The naysayers do have a decent point. In practically no other licit profession does inexperience or unfamiliarity instantly lead to great things. To become a well-paid surgeon, for example, a person needs to devote countless hours to studying, sometimes in lieu of a social life. Then, once the person has proven he or she has what it takes to slice people open and attend to their inner organs, a career can begin, and success can be achieved. If someone came to be a surgeon the way Ashton Kutcher came to become a successful actor, there’d be a lot of corpses to deal with.
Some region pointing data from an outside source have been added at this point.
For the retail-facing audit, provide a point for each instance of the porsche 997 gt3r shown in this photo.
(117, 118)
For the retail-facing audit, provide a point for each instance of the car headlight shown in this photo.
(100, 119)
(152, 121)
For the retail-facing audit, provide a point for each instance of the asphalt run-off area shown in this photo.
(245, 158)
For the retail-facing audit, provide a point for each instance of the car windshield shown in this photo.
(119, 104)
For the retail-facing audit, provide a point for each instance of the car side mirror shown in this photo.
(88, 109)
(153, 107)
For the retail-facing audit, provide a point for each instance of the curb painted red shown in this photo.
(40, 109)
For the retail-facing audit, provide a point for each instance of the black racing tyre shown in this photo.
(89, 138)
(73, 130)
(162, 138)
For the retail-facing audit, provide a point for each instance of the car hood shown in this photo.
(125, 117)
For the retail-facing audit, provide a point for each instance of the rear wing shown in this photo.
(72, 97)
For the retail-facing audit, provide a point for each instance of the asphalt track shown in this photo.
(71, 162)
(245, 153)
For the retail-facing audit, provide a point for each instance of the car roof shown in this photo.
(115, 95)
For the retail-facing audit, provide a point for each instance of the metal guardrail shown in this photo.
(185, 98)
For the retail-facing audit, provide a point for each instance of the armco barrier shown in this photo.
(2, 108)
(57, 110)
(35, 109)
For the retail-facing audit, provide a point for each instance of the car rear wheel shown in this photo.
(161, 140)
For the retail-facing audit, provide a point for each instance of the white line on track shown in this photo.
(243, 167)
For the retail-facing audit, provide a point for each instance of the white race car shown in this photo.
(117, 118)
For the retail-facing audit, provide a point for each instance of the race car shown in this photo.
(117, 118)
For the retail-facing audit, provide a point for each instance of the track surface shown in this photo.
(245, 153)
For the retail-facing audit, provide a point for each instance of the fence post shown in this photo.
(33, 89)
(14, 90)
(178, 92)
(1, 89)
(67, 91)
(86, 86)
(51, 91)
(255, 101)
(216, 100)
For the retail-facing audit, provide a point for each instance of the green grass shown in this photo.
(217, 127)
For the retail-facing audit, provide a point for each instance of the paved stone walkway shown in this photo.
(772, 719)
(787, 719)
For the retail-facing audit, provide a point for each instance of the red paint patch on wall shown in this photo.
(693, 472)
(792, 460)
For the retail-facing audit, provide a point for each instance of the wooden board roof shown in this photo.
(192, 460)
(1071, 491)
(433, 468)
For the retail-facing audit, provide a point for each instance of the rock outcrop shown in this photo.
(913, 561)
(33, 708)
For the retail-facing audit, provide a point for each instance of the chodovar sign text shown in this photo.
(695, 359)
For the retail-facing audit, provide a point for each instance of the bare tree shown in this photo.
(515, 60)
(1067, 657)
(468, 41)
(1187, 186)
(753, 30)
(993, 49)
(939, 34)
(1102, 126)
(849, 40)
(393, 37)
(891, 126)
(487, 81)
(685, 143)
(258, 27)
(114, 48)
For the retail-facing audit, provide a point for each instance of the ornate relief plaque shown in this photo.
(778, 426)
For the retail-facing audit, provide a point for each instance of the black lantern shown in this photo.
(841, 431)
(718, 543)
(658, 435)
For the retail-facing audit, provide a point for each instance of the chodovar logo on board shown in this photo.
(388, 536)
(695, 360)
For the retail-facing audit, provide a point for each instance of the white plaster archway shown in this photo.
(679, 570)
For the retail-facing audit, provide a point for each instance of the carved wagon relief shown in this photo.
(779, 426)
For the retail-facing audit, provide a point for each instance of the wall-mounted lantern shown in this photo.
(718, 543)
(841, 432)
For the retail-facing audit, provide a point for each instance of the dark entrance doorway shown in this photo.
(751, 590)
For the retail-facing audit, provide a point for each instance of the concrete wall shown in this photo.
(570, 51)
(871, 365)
However, the opposers can’t deny that eventually Ashton proved his mettle. There’s no question that since his That ’70s Show days, Ashton has worked very hard to fine-tune his craft; actually, he’s become a rather skilled actor. Obviously Ashton realized he had plenty to learn, and he set to work, ensuring that his success on That ’70s Show would not be a flash in the pan. We’re pretty sure he’s solid on all of a script’s references now. Another issue people might have with Ashton’s advice is that those who find hope in it may take his words strictly at face value, thinking that no qualifications and no work whatsoever can lead to great success. But of course, that is a sure way to get fired after one season on a show.
Perhaps those who find Ashton’s words inspiring and those who oppose them can meet somewhere in the middle. While Hollywood may be a world in which any unqualified, lucky person in the right place at the right time can achieve instant success, work is required to maintain that success. Maybe what Ashton should have said was that you can fake it till you make it, but you better work hard to stay there.